3. BoJack Horseman (Netflix)
Image via Indiewire
After a focused, profoundly devastating season four, 2018 saw BoJack Horseman turn inward. It critiqued BoJack's role as an antihero and as a figure of sympathy, arguing that we shouldn't be celebrating his actions because they have real consequences to those around him. In the era of #MeToo (and with a lead like BoJack who has done terrible things), this felt particularly brave and difficult; to look inward, examine the series' key failings and try to address them. But it's also a fan of a defiantly stupid animal pun or a moment that stops you in your tracks and rips your heart out. 

Again, BoJack spirals out of control, hurting everyone around him. One could call that repetitive, but I'd argue that's the point. He can only break free of that spiral when he hits rock bottom. And maybe this is it. Maybe it's not. But what incredible, groundbreaking TV it makes out of that pain.

2. Hannah Gadsby: Nanette (Netflix)
Image via The New Yorker
Speaking of pain. My partner and I saw this live at the Melbourne Comedy Festival in 2017. We watched and laughed until it stopped being funny, and starting hitting raw nerves. When we walked out, I remember feeling numb for hours afterwards. It ruined me. I knew it would be big and wanted desperately to see it again.

It's hard to overstate why this is so important. Gadsby finally points out that our obsession with suffering with mental illness for the sake of art is unhealthy.
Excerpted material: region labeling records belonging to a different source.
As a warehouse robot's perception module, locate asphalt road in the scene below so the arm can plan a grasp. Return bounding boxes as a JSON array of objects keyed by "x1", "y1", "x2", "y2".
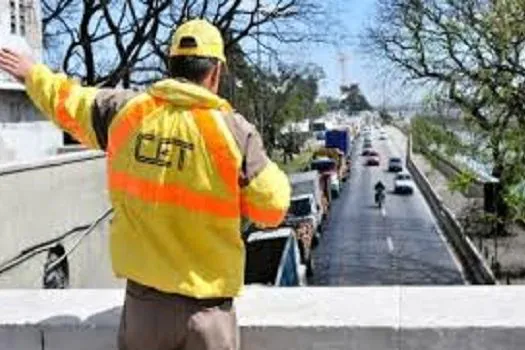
[{"x1": 309, "y1": 130, "x2": 465, "y2": 286}]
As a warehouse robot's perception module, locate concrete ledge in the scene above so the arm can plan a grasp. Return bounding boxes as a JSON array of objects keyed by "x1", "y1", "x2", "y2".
[
  {"x1": 0, "y1": 151, "x2": 105, "y2": 176},
  {"x1": 0, "y1": 286, "x2": 525, "y2": 350}
]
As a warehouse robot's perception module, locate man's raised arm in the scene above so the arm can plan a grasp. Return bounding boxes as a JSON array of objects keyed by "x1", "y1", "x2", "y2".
[{"x1": 0, "y1": 49, "x2": 136, "y2": 150}]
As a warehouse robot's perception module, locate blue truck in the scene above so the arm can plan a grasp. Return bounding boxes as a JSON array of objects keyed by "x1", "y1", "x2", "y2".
[{"x1": 325, "y1": 129, "x2": 352, "y2": 158}]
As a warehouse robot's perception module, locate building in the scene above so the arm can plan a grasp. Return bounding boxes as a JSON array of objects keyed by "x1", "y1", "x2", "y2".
[{"x1": 0, "y1": 0, "x2": 63, "y2": 163}]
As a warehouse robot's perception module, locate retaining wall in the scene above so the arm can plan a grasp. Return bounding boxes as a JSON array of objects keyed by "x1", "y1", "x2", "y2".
[
  {"x1": 0, "y1": 286, "x2": 525, "y2": 350},
  {"x1": 0, "y1": 151, "x2": 122, "y2": 288}
]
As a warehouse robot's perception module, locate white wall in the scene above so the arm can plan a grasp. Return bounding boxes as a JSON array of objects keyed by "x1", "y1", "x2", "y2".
[
  {"x1": 0, "y1": 286, "x2": 525, "y2": 350},
  {"x1": 0, "y1": 151, "x2": 122, "y2": 288},
  {"x1": 0, "y1": 121, "x2": 63, "y2": 164}
]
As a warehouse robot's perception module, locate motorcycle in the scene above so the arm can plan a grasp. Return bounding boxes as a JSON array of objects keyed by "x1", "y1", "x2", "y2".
[{"x1": 375, "y1": 190, "x2": 385, "y2": 209}]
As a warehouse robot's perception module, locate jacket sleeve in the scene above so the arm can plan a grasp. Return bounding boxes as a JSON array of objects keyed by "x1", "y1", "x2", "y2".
[
  {"x1": 25, "y1": 64, "x2": 137, "y2": 150},
  {"x1": 224, "y1": 114, "x2": 291, "y2": 227}
]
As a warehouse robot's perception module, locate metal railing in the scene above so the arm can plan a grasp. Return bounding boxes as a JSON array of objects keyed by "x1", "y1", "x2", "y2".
[{"x1": 0, "y1": 208, "x2": 113, "y2": 274}]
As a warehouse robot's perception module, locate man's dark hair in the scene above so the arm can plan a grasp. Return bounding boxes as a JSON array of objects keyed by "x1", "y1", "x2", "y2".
[{"x1": 168, "y1": 56, "x2": 219, "y2": 84}]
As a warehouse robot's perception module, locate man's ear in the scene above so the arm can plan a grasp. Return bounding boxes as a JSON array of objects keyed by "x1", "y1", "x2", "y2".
[{"x1": 211, "y1": 62, "x2": 222, "y2": 89}]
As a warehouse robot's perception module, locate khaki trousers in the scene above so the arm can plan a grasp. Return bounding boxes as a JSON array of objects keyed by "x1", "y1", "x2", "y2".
[{"x1": 118, "y1": 280, "x2": 239, "y2": 350}]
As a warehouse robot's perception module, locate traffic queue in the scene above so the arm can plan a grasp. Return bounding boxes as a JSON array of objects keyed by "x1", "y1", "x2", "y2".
[{"x1": 243, "y1": 126, "x2": 358, "y2": 286}]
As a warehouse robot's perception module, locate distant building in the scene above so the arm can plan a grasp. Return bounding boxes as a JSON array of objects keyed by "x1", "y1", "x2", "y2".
[{"x1": 0, "y1": 0, "x2": 63, "y2": 163}]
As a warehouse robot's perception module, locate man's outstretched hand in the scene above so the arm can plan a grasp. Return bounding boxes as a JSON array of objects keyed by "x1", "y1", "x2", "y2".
[{"x1": 0, "y1": 48, "x2": 35, "y2": 83}]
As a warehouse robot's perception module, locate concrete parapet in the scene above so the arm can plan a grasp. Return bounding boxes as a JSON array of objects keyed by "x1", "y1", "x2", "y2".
[
  {"x1": 0, "y1": 151, "x2": 122, "y2": 288},
  {"x1": 0, "y1": 286, "x2": 525, "y2": 350}
]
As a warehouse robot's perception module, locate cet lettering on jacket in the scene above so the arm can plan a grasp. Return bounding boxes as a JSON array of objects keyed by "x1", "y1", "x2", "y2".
[{"x1": 135, "y1": 133, "x2": 195, "y2": 170}]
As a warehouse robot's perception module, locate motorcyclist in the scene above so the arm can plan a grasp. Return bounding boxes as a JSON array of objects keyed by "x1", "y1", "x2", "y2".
[{"x1": 374, "y1": 180, "x2": 386, "y2": 203}]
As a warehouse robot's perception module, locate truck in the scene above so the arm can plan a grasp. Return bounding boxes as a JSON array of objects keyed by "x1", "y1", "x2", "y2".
[
  {"x1": 283, "y1": 171, "x2": 328, "y2": 277},
  {"x1": 313, "y1": 147, "x2": 350, "y2": 182},
  {"x1": 325, "y1": 128, "x2": 352, "y2": 158},
  {"x1": 325, "y1": 127, "x2": 353, "y2": 174},
  {"x1": 290, "y1": 171, "x2": 328, "y2": 223},
  {"x1": 243, "y1": 225, "x2": 307, "y2": 287}
]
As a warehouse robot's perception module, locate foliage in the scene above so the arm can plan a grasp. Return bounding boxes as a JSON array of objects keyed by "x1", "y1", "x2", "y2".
[
  {"x1": 341, "y1": 84, "x2": 372, "y2": 114},
  {"x1": 367, "y1": 0, "x2": 525, "y2": 224},
  {"x1": 42, "y1": 0, "x2": 337, "y2": 87},
  {"x1": 222, "y1": 49, "x2": 327, "y2": 151}
]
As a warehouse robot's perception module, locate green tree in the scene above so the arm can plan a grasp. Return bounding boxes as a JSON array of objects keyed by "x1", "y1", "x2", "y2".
[
  {"x1": 341, "y1": 84, "x2": 372, "y2": 114},
  {"x1": 366, "y1": 0, "x2": 525, "y2": 227}
]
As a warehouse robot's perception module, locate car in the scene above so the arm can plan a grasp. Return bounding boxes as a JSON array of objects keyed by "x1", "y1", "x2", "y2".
[
  {"x1": 388, "y1": 157, "x2": 403, "y2": 173},
  {"x1": 394, "y1": 173, "x2": 414, "y2": 194},
  {"x1": 310, "y1": 157, "x2": 341, "y2": 198},
  {"x1": 365, "y1": 150, "x2": 381, "y2": 166},
  {"x1": 366, "y1": 156, "x2": 380, "y2": 166},
  {"x1": 361, "y1": 147, "x2": 373, "y2": 157}
]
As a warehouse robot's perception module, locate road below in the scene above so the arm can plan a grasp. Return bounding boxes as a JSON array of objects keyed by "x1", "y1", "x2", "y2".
[{"x1": 310, "y1": 129, "x2": 465, "y2": 286}]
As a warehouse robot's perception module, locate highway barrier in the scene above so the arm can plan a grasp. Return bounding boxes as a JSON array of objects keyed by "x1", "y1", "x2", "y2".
[{"x1": 406, "y1": 136, "x2": 497, "y2": 284}]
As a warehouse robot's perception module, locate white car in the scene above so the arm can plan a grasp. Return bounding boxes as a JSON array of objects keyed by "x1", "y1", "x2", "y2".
[{"x1": 394, "y1": 173, "x2": 415, "y2": 194}]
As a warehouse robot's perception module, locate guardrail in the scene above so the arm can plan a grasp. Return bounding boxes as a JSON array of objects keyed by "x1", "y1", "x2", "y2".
[{"x1": 407, "y1": 135, "x2": 497, "y2": 284}]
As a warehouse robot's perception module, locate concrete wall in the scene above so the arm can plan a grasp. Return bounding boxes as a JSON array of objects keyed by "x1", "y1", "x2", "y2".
[
  {"x1": 0, "y1": 152, "x2": 122, "y2": 288},
  {"x1": 0, "y1": 286, "x2": 525, "y2": 350},
  {"x1": 0, "y1": 121, "x2": 64, "y2": 165}
]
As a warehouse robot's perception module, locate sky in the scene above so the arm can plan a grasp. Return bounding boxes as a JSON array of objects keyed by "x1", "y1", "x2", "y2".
[{"x1": 276, "y1": 0, "x2": 420, "y2": 106}]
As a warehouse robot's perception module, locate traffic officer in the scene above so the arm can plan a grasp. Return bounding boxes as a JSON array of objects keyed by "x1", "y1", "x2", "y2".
[{"x1": 0, "y1": 20, "x2": 290, "y2": 350}]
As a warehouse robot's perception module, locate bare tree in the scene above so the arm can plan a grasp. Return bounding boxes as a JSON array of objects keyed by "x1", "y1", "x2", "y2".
[
  {"x1": 42, "y1": 0, "x2": 333, "y2": 87},
  {"x1": 366, "y1": 0, "x2": 525, "y2": 227}
]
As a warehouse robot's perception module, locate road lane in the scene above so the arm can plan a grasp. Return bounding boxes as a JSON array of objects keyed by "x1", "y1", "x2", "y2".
[{"x1": 310, "y1": 130, "x2": 464, "y2": 286}]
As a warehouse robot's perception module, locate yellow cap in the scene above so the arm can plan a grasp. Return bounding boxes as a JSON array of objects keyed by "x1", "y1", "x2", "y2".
[{"x1": 170, "y1": 19, "x2": 226, "y2": 63}]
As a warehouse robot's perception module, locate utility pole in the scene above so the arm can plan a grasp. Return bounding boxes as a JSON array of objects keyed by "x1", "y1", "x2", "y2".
[
  {"x1": 255, "y1": 9, "x2": 264, "y2": 140},
  {"x1": 338, "y1": 52, "x2": 349, "y2": 87}
]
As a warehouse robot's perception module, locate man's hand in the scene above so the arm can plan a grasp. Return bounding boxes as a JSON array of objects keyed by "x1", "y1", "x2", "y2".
[{"x1": 0, "y1": 48, "x2": 35, "y2": 83}]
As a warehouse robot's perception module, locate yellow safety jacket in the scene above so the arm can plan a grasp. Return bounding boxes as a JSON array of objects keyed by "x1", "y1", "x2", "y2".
[{"x1": 26, "y1": 65, "x2": 290, "y2": 298}]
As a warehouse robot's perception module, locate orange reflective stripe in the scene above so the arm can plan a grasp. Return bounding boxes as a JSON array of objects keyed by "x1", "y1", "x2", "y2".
[
  {"x1": 55, "y1": 80, "x2": 88, "y2": 144},
  {"x1": 108, "y1": 97, "x2": 164, "y2": 159},
  {"x1": 109, "y1": 171, "x2": 240, "y2": 218},
  {"x1": 192, "y1": 109, "x2": 239, "y2": 196},
  {"x1": 241, "y1": 199, "x2": 286, "y2": 225}
]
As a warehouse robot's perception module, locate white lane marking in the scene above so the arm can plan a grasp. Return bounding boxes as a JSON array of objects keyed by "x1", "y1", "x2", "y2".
[{"x1": 386, "y1": 236, "x2": 394, "y2": 253}]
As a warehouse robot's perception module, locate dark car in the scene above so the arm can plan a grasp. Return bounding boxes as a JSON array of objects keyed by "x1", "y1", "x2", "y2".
[
  {"x1": 388, "y1": 157, "x2": 403, "y2": 173},
  {"x1": 365, "y1": 152, "x2": 380, "y2": 166}
]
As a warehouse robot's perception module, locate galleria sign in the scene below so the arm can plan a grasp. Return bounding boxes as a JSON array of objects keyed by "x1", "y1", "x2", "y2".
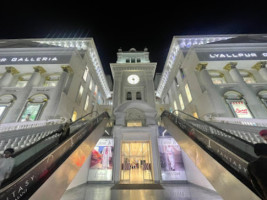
[
  {"x1": 197, "y1": 51, "x2": 267, "y2": 61},
  {"x1": 0, "y1": 55, "x2": 71, "y2": 65}
]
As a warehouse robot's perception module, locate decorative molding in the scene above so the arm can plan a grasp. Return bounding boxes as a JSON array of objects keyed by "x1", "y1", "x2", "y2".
[
  {"x1": 223, "y1": 62, "x2": 237, "y2": 71},
  {"x1": 6, "y1": 67, "x2": 19, "y2": 75},
  {"x1": 33, "y1": 66, "x2": 46, "y2": 74},
  {"x1": 61, "y1": 65, "x2": 73, "y2": 73},
  {"x1": 196, "y1": 63, "x2": 208, "y2": 72},
  {"x1": 251, "y1": 61, "x2": 267, "y2": 71}
]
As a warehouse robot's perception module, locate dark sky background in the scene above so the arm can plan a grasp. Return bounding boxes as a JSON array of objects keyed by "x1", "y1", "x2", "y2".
[{"x1": 0, "y1": 0, "x2": 267, "y2": 76}]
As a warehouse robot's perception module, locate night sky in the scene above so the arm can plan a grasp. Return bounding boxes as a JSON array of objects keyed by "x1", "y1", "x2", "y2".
[{"x1": 0, "y1": 0, "x2": 267, "y2": 76}]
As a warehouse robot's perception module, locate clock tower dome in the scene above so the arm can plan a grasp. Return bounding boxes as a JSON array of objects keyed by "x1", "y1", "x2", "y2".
[{"x1": 110, "y1": 48, "x2": 157, "y2": 109}]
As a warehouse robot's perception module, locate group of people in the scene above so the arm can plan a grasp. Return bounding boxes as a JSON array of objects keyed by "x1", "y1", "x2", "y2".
[
  {"x1": 247, "y1": 130, "x2": 267, "y2": 200},
  {"x1": 0, "y1": 148, "x2": 15, "y2": 186}
]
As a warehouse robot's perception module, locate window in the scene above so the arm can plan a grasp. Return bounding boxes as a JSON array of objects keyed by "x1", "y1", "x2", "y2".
[
  {"x1": 83, "y1": 66, "x2": 89, "y2": 81},
  {"x1": 136, "y1": 92, "x2": 142, "y2": 100},
  {"x1": 239, "y1": 69, "x2": 256, "y2": 84},
  {"x1": 84, "y1": 95, "x2": 89, "y2": 110},
  {"x1": 44, "y1": 74, "x2": 60, "y2": 87},
  {"x1": 71, "y1": 110, "x2": 78, "y2": 122},
  {"x1": 258, "y1": 90, "x2": 267, "y2": 108},
  {"x1": 179, "y1": 94, "x2": 184, "y2": 110},
  {"x1": 94, "y1": 85, "x2": 98, "y2": 96},
  {"x1": 185, "y1": 84, "x2": 192, "y2": 103},
  {"x1": 208, "y1": 70, "x2": 226, "y2": 85},
  {"x1": 19, "y1": 94, "x2": 48, "y2": 122},
  {"x1": 0, "y1": 94, "x2": 16, "y2": 120},
  {"x1": 76, "y1": 85, "x2": 83, "y2": 104},
  {"x1": 89, "y1": 78, "x2": 94, "y2": 91},
  {"x1": 16, "y1": 74, "x2": 32, "y2": 87},
  {"x1": 173, "y1": 101, "x2": 179, "y2": 115},
  {"x1": 224, "y1": 91, "x2": 253, "y2": 118},
  {"x1": 126, "y1": 92, "x2": 132, "y2": 100}
]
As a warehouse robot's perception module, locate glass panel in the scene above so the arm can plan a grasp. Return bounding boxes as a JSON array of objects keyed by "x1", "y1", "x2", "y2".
[
  {"x1": 179, "y1": 94, "x2": 184, "y2": 110},
  {"x1": 185, "y1": 84, "x2": 192, "y2": 103},
  {"x1": 121, "y1": 143, "x2": 130, "y2": 181},
  {"x1": 20, "y1": 102, "x2": 43, "y2": 122}
]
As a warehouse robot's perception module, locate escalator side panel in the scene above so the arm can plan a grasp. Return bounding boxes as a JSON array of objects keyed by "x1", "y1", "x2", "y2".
[
  {"x1": 30, "y1": 119, "x2": 108, "y2": 200},
  {"x1": 162, "y1": 117, "x2": 259, "y2": 200}
]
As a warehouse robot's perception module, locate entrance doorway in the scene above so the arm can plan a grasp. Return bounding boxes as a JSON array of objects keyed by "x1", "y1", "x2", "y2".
[{"x1": 121, "y1": 142, "x2": 152, "y2": 183}]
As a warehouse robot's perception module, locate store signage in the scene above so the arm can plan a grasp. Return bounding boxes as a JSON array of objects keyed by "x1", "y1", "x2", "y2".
[
  {"x1": 197, "y1": 51, "x2": 267, "y2": 61},
  {"x1": 0, "y1": 55, "x2": 71, "y2": 65}
]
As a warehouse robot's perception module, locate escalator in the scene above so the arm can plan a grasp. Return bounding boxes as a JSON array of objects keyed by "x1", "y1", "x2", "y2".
[
  {"x1": 0, "y1": 112, "x2": 109, "y2": 200},
  {"x1": 161, "y1": 111, "x2": 263, "y2": 200}
]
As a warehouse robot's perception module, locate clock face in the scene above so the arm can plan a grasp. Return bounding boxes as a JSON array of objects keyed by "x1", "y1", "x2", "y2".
[{"x1": 127, "y1": 74, "x2": 140, "y2": 85}]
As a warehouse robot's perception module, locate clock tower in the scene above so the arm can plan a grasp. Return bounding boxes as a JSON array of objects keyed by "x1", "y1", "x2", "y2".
[{"x1": 110, "y1": 48, "x2": 157, "y2": 109}]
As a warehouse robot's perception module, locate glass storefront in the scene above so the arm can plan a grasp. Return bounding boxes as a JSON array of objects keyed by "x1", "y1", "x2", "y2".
[{"x1": 120, "y1": 142, "x2": 152, "y2": 183}]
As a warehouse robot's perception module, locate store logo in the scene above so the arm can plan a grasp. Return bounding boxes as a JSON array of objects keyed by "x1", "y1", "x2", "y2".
[{"x1": 0, "y1": 57, "x2": 58, "y2": 63}]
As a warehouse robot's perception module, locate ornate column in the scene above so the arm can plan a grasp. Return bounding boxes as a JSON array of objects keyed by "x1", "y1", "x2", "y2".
[
  {"x1": 42, "y1": 66, "x2": 73, "y2": 120},
  {"x1": 196, "y1": 63, "x2": 229, "y2": 117},
  {"x1": 252, "y1": 61, "x2": 267, "y2": 81},
  {"x1": 224, "y1": 62, "x2": 267, "y2": 118},
  {"x1": 4, "y1": 66, "x2": 45, "y2": 123},
  {"x1": 0, "y1": 67, "x2": 19, "y2": 87}
]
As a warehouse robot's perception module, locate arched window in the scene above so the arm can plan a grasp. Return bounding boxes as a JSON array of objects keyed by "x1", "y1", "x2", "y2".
[
  {"x1": 126, "y1": 92, "x2": 132, "y2": 100},
  {"x1": 16, "y1": 74, "x2": 32, "y2": 87},
  {"x1": 18, "y1": 94, "x2": 48, "y2": 122},
  {"x1": 0, "y1": 94, "x2": 16, "y2": 121},
  {"x1": 208, "y1": 70, "x2": 226, "y2": 85},
  {"x1": 258, "y1": 90, "x2": 267, "y2": 108},
  {"x1": 239, "y1": 69, "x2": 256, "y2": 84},
  {"x1": 136, "y1": 92, "x2": 142, "y2": 100},
  {"x1": 44, "y1": 73, "x2": 60, "y2": 87},
  {"x1": 224, "y1": 91, "x2": 253, "y2": 118}
]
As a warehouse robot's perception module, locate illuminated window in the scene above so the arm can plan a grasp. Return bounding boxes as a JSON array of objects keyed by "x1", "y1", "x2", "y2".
[
  {"x1": 84, "y1": 95, "x2": 89, "y2": 110},
  {"x1": 44, "y1": 74, "x2": 60, "y2": 87},
  {"x1": 127, "y1": 121, "x2": 142, "y2": 127},
  {"x1": 16, "y1": 74, "x2": 31, "y2": 87},
  {"x1": 224, "y1": 91, "x2": 253, "y2": 118},
  {"x1": 136, "y1": 92, "x2": 142, "y2": 100},
  {"x1": 19, "y1": 94, "x2": 48, "y2": 122},
  {"x1": 126, "y1": 92, "x2": 132, "y2": 100},
  {"x1": 208, "y1": 70, "x2": 226, "y2": 85},
  {"x1": 173, "y1": 101, "x2": 179, "y2": 115},
  {"x1": 71, "y1": 110, "x2": 78, "y2": 122},
  {"x1": 193, "y1": 112, "x2": 198, "y2": 118},
  {"x1": 185, "y1": 84, "x2": 192, "y2": 103},
  {"x1": 94, "y1": 85, "x2": 98, "y2": 96},
  {"x1": 0, "y1": 94, "x2": 16, "y2": 121},
  {"x1": 76, "y1": 85, "x2": 83, "y2": 104},
  {"x1": 179, "y1": 94, "x2": 184, "y2": 110},
  {"x1": 89, "y1": 78, "x2": 94, "y2": 91},
  {"x1": 83, "y1": 66, "x2": 89, "y2": 81},
  {"x1": 239, "y1": 69, "x2": 256, "y2": 84}
]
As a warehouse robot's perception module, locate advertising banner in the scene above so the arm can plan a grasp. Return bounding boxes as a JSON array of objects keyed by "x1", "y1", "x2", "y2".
[
  {"x1": 158, "y1": 137, "x2": 187, "y2": 181},
  {"x1": 230, "y1": 101, "x2": 253, "y2": 118},
  {"x1": 88, "y1": 138, "x2": 114, "y2": 181}
]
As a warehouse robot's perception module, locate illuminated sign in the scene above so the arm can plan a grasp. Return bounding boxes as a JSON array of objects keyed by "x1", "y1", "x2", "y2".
[
  {"x1": 0, "y1": 55, "x2": 71, "y2": 65},
  {"x1": 197, "y1": 51, "x2": 267, "y2": 61}
]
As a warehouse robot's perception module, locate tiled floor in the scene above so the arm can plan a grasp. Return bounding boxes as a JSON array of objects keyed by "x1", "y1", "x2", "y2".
[{"x1": 61, "y1": 183, "x2": 222, "y2": 200}]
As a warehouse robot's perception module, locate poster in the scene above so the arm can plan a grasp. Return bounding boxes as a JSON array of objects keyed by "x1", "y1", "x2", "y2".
[
  {"x1": 158, "y1": 137, "x2": 187, "y2": 181},
  {"x1": 88, "y1": 138, "x2": 114, "y2": 181},
  {"x1": 20, "y1": 103, "x2": 42, "y2": 122},
  {"x1": 230, "y1": 101, "x2": 253, "y2": 118}
]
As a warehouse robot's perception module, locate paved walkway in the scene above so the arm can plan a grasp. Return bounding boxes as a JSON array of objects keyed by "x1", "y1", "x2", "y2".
[{"x1": 61, "y1": 183, "x2": 222, "y2": 200}]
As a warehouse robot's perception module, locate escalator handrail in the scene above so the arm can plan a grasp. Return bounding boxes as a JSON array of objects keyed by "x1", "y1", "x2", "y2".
[
  {"x1": 168, "y1": 110, "x2": 254, "y2": 147},
  {"x1": 12, "y1": 111, "x2": 108, "y2": 158}
]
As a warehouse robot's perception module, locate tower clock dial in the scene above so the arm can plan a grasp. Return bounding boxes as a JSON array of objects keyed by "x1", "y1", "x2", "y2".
[{"x1": 127, "y1": 74, "x2": 140, "y2": 85}]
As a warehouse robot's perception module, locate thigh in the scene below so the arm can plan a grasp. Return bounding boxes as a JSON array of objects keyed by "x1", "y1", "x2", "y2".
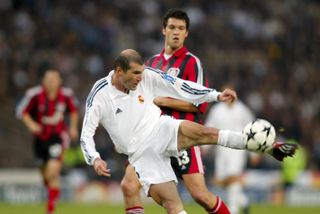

That jokes only go so far when it comes to hiding pain. That to be queer and a woman in this society is not easy.

When I rewatched it again, that pain returned. And the power that comes with it. Because even though Gadsby is clearly incredibly emotional at the show's end, she is the most powerful person in the room. Finally I, as a gay person suffering with mental illness who uses creativity as a coping mechanism, felt seen.

1. Steven Universe (Cartoon Network)
Image via Syfy Wire
To get into why Steven Universe deserves my top spot on this list is impossible to do. Because to do so, I would have to spoil the many twists and turns this show took viewers on in 2018, and that wouldn't be fair. Those revelations work best when you know nothing about them. Nothing can prepare you, but in hindsight they make perfect sense. Their implications change everything about the show, yet work to further and deepen the show's key themes and ideas.

What I can say is that it's the first kids show that feels open about it's queerness (this year featured a same-sex marriage!). That it's the first show I've seen that manages to combine the epic and the personal, and which has such incredibly nuanced and real characters, and then keeps making them deeper.

I've already seen the handful of episodes released in 2019. They guaranteed this show another top 5 position. Watch this show.